La bella y la bestia

Crítica de Laura Osti - El Litoral

Un clásico con exceso de maquillaje

La base del relato es la misma del cuento tradicional: un padre de familia viudo que por una mala jugada del destino cae en bancarrota; al intentar recuperarse, sufre otro duro revés que lo empuja más hondo en la desgracia; en esa situación límite, se topa con un ser malvado y despiadado que le exige su vida u otra vida significativa a cambio de algo que supuestamente el hombre le sustrajo indebidamente; la hija bella y buena que, para salvar a su padre y al resto de la familia, decide entregarse al malvado, quien la colma de halagos tanto como de torturas en un encierro claustrofóbico y asfixiante, y el amor que nace donde menos se lo espera y que todo lo puede, incluso ablandar al monstruo y volverlo a la forma humana...

Todo el mundo, o casi, conoce la historia de La Bella y La Bestia, un cuento de origen anónimo que integra el repertorio del imaginario colectivo de todos los tiempos.

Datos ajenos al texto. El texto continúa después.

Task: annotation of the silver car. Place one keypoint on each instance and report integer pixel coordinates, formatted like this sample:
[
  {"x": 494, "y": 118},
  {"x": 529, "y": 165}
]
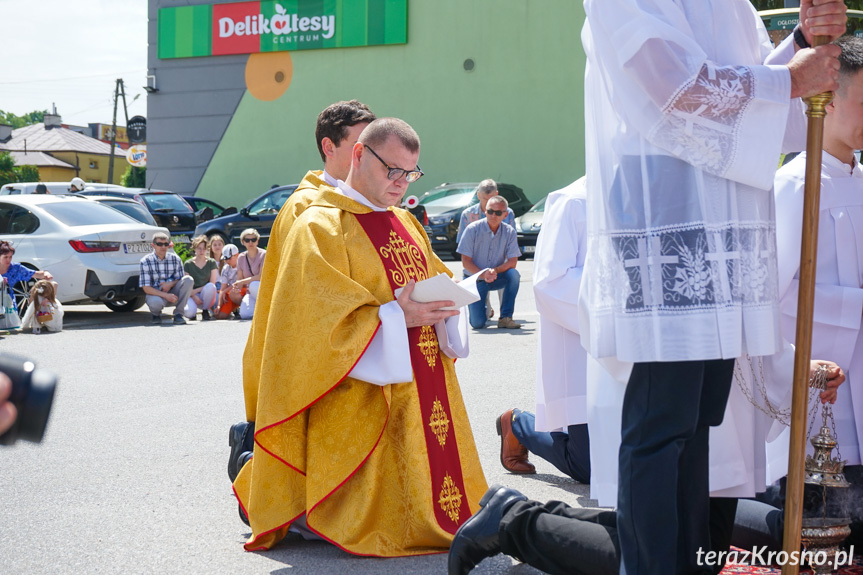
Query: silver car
[{"x": 92, "y": 251}]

En esta ocasión, el realizador francés Christophe Gans (“Pacto de lobos”) ofrece una versión, de producción franco-alemana, coescrita con Sandra Vo-Anh, respetando los nudos centrales que presenta la trama de conflictos del original y añadiendo algunos vericuetos y personajes, que intentan sumar intriga y complejidad al argumento.

Los actores que tienen a su cargo los papeles principales son bien conocidos por la platea cinéfila: el veterano actor francés André Dussollier asume el rol del padre; la hermosa Léa Seydoux, es Bella, y el duro Vincent Cassel, es La Bestia. A ellos se suma el actor español Eduardo Noriega, que interpreta al villano Perduca, un personaje inventado por los guionistas de la película.

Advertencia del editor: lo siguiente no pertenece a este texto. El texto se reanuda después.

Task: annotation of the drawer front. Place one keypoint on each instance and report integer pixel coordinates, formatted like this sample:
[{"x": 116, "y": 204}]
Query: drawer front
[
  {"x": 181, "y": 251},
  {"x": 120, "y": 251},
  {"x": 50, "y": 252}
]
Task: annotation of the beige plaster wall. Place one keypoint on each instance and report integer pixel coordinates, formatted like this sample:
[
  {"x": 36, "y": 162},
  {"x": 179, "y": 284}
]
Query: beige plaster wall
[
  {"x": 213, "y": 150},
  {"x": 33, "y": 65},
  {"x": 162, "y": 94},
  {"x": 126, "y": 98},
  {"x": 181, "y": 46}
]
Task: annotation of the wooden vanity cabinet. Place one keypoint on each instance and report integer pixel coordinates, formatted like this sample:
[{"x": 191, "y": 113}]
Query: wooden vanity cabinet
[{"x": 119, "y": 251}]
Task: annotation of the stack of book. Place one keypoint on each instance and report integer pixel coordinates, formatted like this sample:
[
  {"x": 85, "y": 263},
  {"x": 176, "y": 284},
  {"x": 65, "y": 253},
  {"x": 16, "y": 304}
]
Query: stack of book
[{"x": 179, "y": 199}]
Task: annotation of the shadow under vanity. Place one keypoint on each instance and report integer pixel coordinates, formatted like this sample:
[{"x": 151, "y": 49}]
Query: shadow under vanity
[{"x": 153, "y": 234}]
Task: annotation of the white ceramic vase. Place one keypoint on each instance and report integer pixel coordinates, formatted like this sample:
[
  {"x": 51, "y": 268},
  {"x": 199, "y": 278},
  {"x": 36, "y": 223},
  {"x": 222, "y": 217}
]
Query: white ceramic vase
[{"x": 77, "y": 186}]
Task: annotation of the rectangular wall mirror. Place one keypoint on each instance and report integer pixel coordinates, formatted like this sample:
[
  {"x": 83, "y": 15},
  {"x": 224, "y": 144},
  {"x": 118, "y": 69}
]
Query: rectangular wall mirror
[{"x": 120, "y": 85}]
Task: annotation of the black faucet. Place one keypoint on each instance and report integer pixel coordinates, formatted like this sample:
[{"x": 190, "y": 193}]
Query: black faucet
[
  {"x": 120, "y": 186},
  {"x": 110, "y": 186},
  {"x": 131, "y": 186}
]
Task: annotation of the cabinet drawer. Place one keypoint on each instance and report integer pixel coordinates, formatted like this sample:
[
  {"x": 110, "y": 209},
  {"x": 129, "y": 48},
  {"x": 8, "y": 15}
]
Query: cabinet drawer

Bella tiene dos hermanas, que cumplen el rol clásico de ser las envidiosas, haraganas y egoístas de la familia, que sólo piensan en pescar algún marido rico y seguir holgazaneando y criticando a los demás. Pero Gans y VoAnh incluyen además otros tres hermanos varones, de los cuales, uno, es la oveja negra de la familia y el que pone en aprietos al padre en su peor momento, por sus oscuros vínculos con el tal Perduca.

La cuestión es que el mercader, dueño de una flota de barcos, pierde todo a raíz de una fuerte tormenta en alta mar. Cuando trata de recuperarse, un problema de papeles lo deja otra vez en la miseria. Y encima, cuando va en busca de su hijo, se topa con la banda de Perduca que lo toma de rehén para reclamar una deuda del muchacho.

Toda esa subtrama no está en el original, pero en la película, se desarrolla en forma paralela al relato principal, que muestra las vicisitudes de Bella en el castillo de La Bestia, donde se entera (mediante sueños reveladores) que el monstruo es un príncipe encantado por un castigo del Dios del Bosque a raíz de una acción del joven que lo ofendió profundamente.

A todo ello, hay que agregar que en el presente imaginario, el cuento es narrado por una madre a sus hijitos, un niño y una niña, como es tradicional, durante la noche, antes de dormir.

Así, con un gran despliegue visual con mucho retoque digital, todas las historias se van engarzando una con otra en un escenario donde conviven bosques animados, colores estridentes, gigantes de piedra y ambientes inspirados en la estética rococó, hasta confluir en una sola, cuyo desenlace final se reserva una última vuelta de tuerca, que termina borrando por completo los límites entre fantasía y realidad.

Para rodar esta película, la producción contó con un abultado presupuesto y al parecer se lo gastó todo en vestuario, efectos especiales y escenografías rimbombantes, pero se quedó corta con el guión y la dirección actoral, mostrando a unos personajes que no consiguen transmitir emociones, apareciendo siempre muy acartonados y como forzados en papeles y escenas poco convincentes desde el punto de vista dramático.